ラグビーワールドカップ2019組織委員会がキックオフミーティング
気がかりは新国立競技場?

開催自治体代表者や関係者ら約200人が初めて一堂に会した

 ラグビーワールドカップ2019組織委員会(東京都港区)は15日、ラグビーワールドカップ2019キックオフミーティングを都内で開いた(写真)。3月2日に開催都市決定後、開催自治体代表者や関係者ら約200人が初めて一堂に会した。

 冒頭、組織委の御手洗冨士夫会長(キヤノン会長兼社長CEO)は「ラグビーワールドカップ2019日本大会は、アジアで初めて行われる大会で意義深い。成功に向けて努力していきたい」とあいさつ。日本ラグビーフットボール協会の岡村正会長(東芝相談役)は「本大会が日本の国際化の大きな礎となり、東京オリンピック・パラリンピックにつなげられるような立派な大会にしたい」と語った。

新国立競技場問題で安藤氏会見「国際公約としてはザハさんを外すわけには…」


 2020年東京オリンピック・パラリンピック大会の主会場となる新国立競技場の総工費が2520億円に膨らんだ問題について、デザイン選考時の審査委員長だった建築家の安藤忠雄氏が16日、東京都内で会見を開いた。安藤氏は「(現行の)ザハ・ハディド案を選んだ責任はある。ただ、私たちが頼まれたのはデザイン案選定まで。(なぜ)2520億円になったのか、私も聞きたい」と困惑した表情で語った。

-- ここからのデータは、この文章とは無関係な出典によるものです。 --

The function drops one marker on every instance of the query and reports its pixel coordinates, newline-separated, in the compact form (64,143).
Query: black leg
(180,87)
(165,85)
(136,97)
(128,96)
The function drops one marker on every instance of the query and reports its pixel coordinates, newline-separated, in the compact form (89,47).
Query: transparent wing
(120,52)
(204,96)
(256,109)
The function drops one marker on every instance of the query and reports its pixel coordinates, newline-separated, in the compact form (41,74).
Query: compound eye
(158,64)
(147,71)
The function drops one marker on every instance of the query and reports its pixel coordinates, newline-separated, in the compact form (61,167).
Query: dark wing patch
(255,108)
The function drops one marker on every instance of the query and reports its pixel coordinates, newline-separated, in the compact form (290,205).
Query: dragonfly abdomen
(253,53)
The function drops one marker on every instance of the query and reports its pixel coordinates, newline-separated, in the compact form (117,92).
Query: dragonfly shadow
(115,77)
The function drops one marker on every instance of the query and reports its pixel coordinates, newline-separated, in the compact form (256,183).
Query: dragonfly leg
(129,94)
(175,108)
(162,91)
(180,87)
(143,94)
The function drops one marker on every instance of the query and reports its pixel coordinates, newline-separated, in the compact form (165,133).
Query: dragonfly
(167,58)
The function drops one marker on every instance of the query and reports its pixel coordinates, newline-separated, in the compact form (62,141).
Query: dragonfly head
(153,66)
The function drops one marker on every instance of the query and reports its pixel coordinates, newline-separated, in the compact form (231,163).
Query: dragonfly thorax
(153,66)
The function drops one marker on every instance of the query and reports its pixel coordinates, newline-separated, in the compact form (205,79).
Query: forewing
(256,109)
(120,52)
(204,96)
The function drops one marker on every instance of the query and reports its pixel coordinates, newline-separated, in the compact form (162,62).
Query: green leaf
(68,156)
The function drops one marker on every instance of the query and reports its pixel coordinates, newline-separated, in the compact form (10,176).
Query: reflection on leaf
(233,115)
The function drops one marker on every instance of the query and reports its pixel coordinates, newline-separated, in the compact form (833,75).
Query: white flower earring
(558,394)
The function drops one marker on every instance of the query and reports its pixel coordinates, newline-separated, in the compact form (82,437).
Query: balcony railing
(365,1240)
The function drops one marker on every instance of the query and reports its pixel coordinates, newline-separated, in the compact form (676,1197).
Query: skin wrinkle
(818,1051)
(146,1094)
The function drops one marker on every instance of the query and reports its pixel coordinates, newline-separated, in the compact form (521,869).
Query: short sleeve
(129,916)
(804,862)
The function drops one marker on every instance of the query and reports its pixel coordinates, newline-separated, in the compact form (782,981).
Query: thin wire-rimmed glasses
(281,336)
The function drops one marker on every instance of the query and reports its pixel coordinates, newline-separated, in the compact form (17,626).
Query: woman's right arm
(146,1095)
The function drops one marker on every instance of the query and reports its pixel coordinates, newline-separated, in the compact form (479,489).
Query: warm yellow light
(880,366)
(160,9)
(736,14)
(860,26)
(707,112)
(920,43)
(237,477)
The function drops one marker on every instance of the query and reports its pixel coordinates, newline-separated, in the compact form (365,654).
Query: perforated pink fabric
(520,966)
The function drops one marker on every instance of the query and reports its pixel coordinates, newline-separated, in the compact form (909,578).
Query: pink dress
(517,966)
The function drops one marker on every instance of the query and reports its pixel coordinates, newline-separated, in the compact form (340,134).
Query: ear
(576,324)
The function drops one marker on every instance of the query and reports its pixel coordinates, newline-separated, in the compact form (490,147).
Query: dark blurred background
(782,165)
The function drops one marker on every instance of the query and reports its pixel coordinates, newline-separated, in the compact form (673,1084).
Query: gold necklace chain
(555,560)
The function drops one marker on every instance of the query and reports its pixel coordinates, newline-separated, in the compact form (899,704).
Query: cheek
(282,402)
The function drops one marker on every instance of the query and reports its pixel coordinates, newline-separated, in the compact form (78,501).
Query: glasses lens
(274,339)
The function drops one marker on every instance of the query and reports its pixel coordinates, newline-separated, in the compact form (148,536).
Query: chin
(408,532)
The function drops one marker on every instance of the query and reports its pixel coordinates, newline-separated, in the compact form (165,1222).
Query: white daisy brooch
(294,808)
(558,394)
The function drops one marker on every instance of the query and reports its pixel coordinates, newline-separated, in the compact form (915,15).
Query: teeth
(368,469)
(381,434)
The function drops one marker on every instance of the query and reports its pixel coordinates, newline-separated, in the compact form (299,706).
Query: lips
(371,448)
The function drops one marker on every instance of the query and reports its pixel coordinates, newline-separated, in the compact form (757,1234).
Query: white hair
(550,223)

 総工費の膨張が問題になって以降、安藤氏が公の場で発言するのは初めて。
 政府が競技場の見直しを検討すると報じられていることについて、「日本ならできる。基本設計を担当する4社の設計事務所でやっていけると期待している」と述べた。

 その上で「国際公約としてはザハさんを外すわけにはいかない。日本の国際的信用もなくなってしまう。一国民としては、できればザハさんの案を残してもらいたい」とも語り、基本設計の部分で調整が必要だとの考えを示した。
 
 
 【与党、見直し論相次ぐ】
 総工費の膨張が問題となっている新国立競技場建設計画をめぐり、自民、公明両党で16日、現行計画の見直しを求める意見が相次いだ。政府は世論や与党内の批判を受け、計画を変更する方針を固めているが、菅義偉官房長官は同日の記者会見で「現時点で具体的な見直しは決定していない」と言及を避けた。

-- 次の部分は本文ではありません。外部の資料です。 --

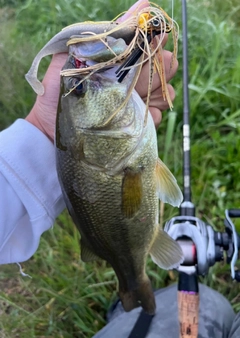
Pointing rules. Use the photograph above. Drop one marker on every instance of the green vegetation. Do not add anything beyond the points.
(65, 297)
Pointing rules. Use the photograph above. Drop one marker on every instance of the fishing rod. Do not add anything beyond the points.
(201, 245)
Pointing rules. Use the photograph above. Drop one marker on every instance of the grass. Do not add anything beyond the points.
(65, 297)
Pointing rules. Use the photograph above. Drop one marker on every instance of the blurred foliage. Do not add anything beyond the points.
(65, 297)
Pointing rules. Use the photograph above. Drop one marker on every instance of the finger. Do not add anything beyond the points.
(144, 76)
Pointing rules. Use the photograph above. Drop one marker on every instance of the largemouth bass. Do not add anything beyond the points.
(108, 165)
(112, 179)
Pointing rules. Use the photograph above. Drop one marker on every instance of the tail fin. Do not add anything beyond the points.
(141, 296)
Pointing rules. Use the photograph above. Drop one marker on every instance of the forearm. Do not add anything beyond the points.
(30, 193)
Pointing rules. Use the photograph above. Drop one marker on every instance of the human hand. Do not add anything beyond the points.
(43, 113)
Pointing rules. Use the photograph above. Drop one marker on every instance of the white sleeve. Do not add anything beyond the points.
(30, 194)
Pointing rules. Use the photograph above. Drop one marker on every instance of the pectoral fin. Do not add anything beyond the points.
(86, 254)
(167, 188)
(166, 252)
(132, 192)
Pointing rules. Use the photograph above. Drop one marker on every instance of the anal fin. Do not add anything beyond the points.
(166, 252)
(132, 192)
(86, 254)
(167, 188)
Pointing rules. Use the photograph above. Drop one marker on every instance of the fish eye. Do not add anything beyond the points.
(156, 22)
(78, 87)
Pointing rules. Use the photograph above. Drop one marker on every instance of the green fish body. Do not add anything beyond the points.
(112, 179)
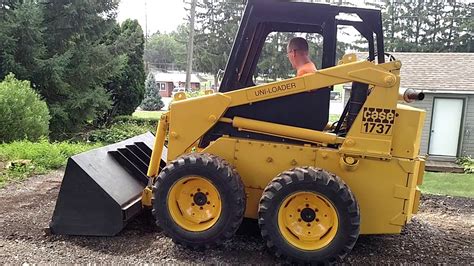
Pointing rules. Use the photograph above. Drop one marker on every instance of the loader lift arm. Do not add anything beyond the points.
(185, 129)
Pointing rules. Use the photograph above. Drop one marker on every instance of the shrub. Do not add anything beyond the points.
(120, 131)
(22, 159)
(468, 163)
(152, 100)
(23, 115)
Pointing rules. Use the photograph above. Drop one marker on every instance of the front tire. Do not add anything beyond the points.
(307, 215)
(199, 200)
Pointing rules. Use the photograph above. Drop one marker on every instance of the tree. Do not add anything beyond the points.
(127, 88)
(427, 25)
(152, 101)
(217, 23)
(164, 51)
(76, 56)
(23, 115)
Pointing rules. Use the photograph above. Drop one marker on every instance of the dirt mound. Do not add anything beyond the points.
(442, 232)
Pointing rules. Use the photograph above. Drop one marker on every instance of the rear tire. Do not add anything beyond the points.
(307, 215)
(199, 200)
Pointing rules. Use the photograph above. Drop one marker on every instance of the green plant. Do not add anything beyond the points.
(451, 184)
(152, 101)
(467, 162)
(21, 159)
(23, 115)
(119, 131)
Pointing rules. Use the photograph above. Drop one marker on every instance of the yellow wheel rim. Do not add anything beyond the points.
(194, 203)
(307, 220)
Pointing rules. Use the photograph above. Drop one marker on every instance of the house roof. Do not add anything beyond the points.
(437, 72)
(174, 77)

 自民党若手を中心とする有志議員約70人は同日午前、衆院議員会館に建築の専門家を招いて勉強会を開催。計画に対し「せっかくの五輪が競技場のことだけで止まっている」「経費を圧縮すべきだ」などと異論が噴出した。専門家からも「巨大アーチをなくして普通の構造にすれば(予定の工期に)間に合う」との見解が示された。

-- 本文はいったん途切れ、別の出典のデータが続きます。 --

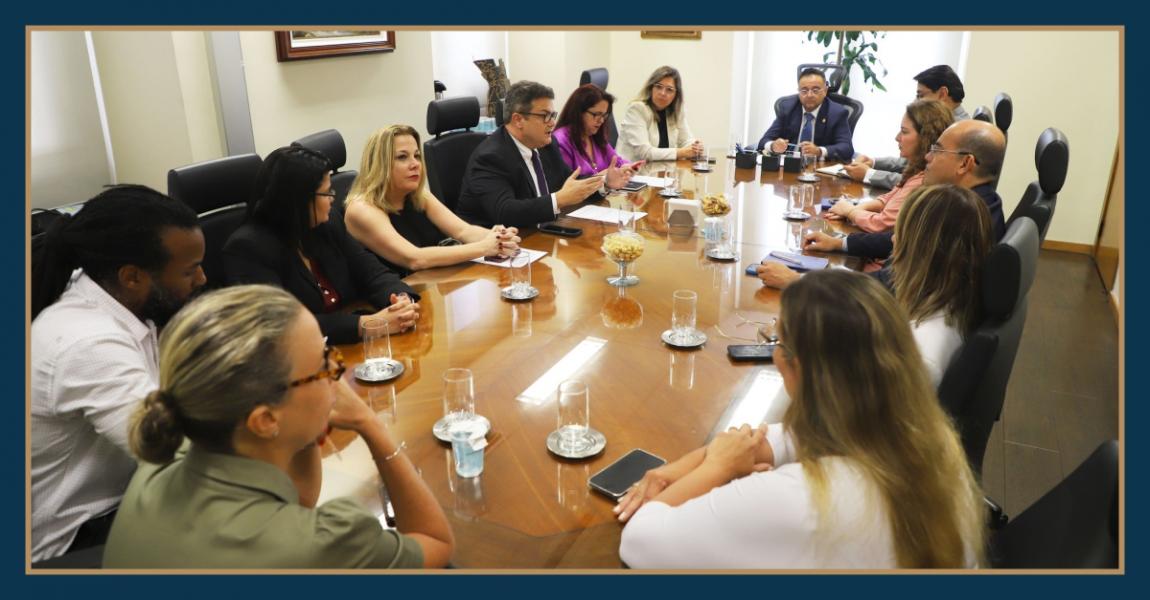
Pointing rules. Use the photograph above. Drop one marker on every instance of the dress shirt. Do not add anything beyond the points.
(92, 361)
(528, 155)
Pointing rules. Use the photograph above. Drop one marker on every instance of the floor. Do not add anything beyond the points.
(1062, 401)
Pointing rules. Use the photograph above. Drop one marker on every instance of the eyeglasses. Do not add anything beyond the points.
(329, 355)
(547, 117)
(936, 150)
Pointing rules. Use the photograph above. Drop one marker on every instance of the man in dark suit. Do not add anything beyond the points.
(516, 177)
(817, 125)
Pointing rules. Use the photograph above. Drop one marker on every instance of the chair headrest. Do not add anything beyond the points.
(1009, 270)
(1051, 158)
(598, 76)
(453, 113)
(1004, 110)
(208, 185)
(328, 143)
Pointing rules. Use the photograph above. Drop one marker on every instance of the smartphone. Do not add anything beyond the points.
(621, 475)
(559, 230)
(751, 352)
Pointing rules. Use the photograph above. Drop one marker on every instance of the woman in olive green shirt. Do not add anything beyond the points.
(245, 376)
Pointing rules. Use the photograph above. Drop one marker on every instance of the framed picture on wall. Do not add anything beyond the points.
(317, 44)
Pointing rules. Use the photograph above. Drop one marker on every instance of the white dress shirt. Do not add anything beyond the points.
(92, 361)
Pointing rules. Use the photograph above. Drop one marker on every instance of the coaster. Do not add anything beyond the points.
(695, 339)
(508, 293)
(386, 370)
(441, 428)
(598, 441)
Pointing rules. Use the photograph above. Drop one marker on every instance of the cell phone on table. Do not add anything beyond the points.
(560, 230)
(751, 352)
(618, 477)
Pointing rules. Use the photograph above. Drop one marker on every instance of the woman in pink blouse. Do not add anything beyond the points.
(924, 122)
(582, 131)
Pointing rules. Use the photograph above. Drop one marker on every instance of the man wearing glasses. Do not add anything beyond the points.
(516, 176)
(815, 127)
(937, 83)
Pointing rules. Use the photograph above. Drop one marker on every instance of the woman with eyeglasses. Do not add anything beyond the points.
(392, 214)
(922, 123)
(246, 378)
(865, 471)
(582, 131)
(654, 127)
(294, 240)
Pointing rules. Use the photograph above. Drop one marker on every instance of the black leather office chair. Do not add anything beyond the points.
(1051, 158)
(331, 145)
(974, 385)
(219, 191)
(447, 153)
(598, 76)
(1072, 527)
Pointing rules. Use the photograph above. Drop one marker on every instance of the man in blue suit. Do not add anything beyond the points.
(818, 127)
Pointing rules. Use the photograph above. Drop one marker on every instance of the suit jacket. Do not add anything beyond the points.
(881, 245)
(832, 129)
(498, 187)
(255, 255)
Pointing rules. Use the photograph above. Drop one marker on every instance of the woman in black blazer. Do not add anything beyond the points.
(293, 239)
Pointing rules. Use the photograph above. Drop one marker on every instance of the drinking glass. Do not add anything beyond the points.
(574, 416)
(458, 395)
(682, 315)
(376, 348)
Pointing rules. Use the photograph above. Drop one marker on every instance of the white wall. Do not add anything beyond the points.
(69, 162)
(1067, 79)
(354, 94)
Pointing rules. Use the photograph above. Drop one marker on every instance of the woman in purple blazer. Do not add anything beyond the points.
(582, 131)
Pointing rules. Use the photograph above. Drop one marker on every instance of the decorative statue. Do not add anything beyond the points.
(496, 76)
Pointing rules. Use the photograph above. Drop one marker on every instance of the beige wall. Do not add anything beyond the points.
(1067, 79)
(354, 94)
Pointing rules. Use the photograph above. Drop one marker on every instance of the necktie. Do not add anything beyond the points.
(538, 172)
(807, 133)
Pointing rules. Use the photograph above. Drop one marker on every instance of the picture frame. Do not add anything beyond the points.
(317, 44)
(672, 33)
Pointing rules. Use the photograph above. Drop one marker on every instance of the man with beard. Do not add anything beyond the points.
(102, 282)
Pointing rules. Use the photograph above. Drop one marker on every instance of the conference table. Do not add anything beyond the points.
(529, 508)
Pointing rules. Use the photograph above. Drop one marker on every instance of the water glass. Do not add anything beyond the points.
(458, 395)
(376, 348)
(682, 315)
(574, 416)
(467, 444)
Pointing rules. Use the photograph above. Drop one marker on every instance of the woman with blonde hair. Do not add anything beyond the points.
(654, 127)
(864, 471)
(246, 378)
(390, 210)
(922, 123)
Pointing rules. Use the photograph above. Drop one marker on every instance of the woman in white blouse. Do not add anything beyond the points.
(864, 471)
(654, 127)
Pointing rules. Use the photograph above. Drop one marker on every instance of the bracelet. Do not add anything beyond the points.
(398, 450)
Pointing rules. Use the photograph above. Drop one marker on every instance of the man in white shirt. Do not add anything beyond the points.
(102, 281)
(518, 177)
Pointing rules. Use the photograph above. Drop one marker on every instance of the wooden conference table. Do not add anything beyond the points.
(530, 508)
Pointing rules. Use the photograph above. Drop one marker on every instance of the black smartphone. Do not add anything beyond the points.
(559, 230)
(751, 352)
(621, 475)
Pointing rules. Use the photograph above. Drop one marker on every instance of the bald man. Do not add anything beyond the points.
(968, 154)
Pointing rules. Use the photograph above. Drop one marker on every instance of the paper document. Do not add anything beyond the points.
(602, 213)
(506, 262)
(653, 182)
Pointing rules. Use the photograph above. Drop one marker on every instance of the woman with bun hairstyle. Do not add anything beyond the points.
(229, 444)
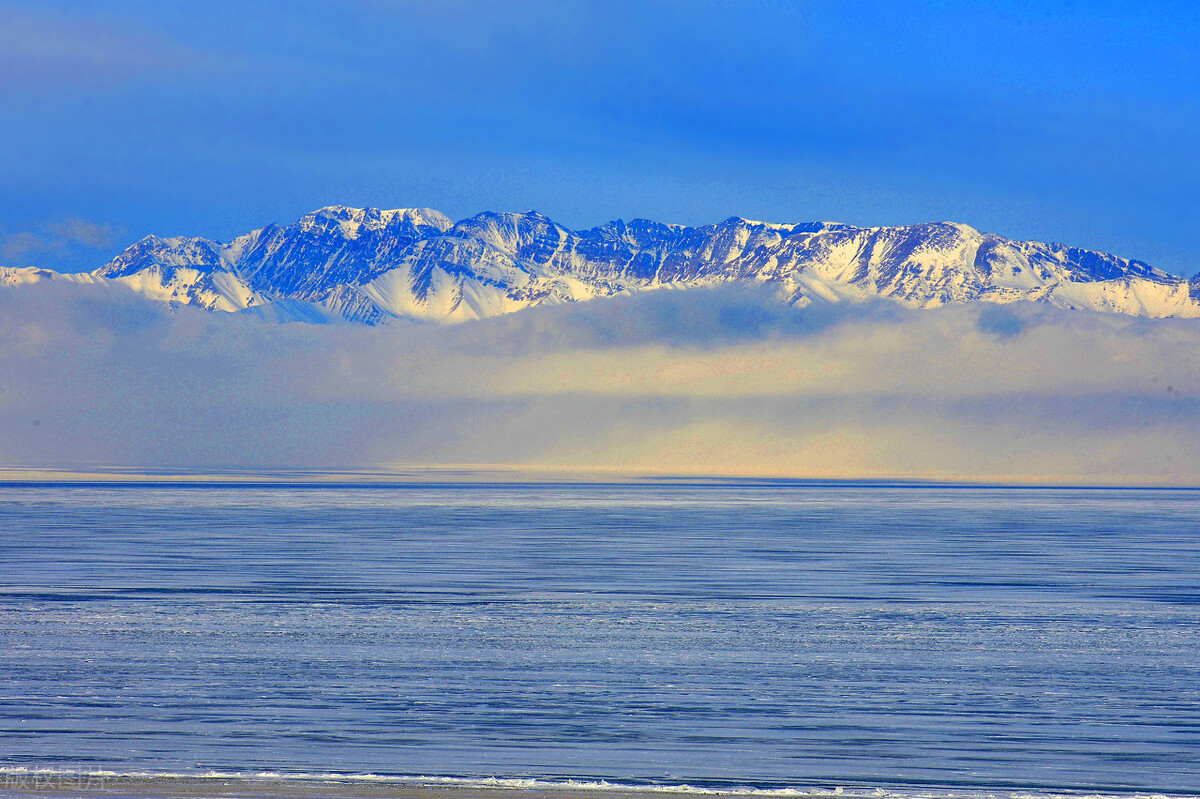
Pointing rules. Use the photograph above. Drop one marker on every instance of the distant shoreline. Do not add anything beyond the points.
(516, 476)
(100, 784)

 自民党は17日にも文部科学部会などの合同会議でこの問題を議論する方針。勉強会を主催した小林史明衆院議員は「部会でしっかり意見を伝えて、安倍晋三首相に決断していただける状況をつくっていく」と語った。

 公明党の漆原良夫中央幹事会長は会見で「今の説明では国民が誰も納得しない。『国際公約』だからとか『間に合わない』だけで従来のまま推し進めることは許されない」と指摘。「経緯を検証し、責任はどこにあるか明確にし、今後どうするか検討しないといけない」と述べた。

 これに対し、菅長官は会見で「現行(計画)の中で、国民への説明が十分でなかった点もあるし、国民負担ができる限り生じないように、さまざまな工夫を行っていく必要があるだろう」と述べるにとどめた。

  【国民の声聞く−安倍首相】
 安倍晋三首相は16日、2020年東京オリンピック・パラリンピックのメーン会場となる新国立競技場の計画見直しに関し、「国民の皆さまの声に耳を傾けながら、五輪・パラリンピックが成功するよう万全の準備を進めたい」と述べた。首相官邸で記者団の質問に答えた。
日刊工業新聞2015年07月16日 総合2面
斉藤陽一
斉藤陽一 Saito Yoichi 編集局第一産業部 デスク
招致資料で示されている2019年大会のスケジュールは9月6日開幕、10月20日決勝。開幕戦と決勝戦は新国立競技場での開催を予定していましたが、一連の建設問題で計画に暗雲が立ちこめてきました。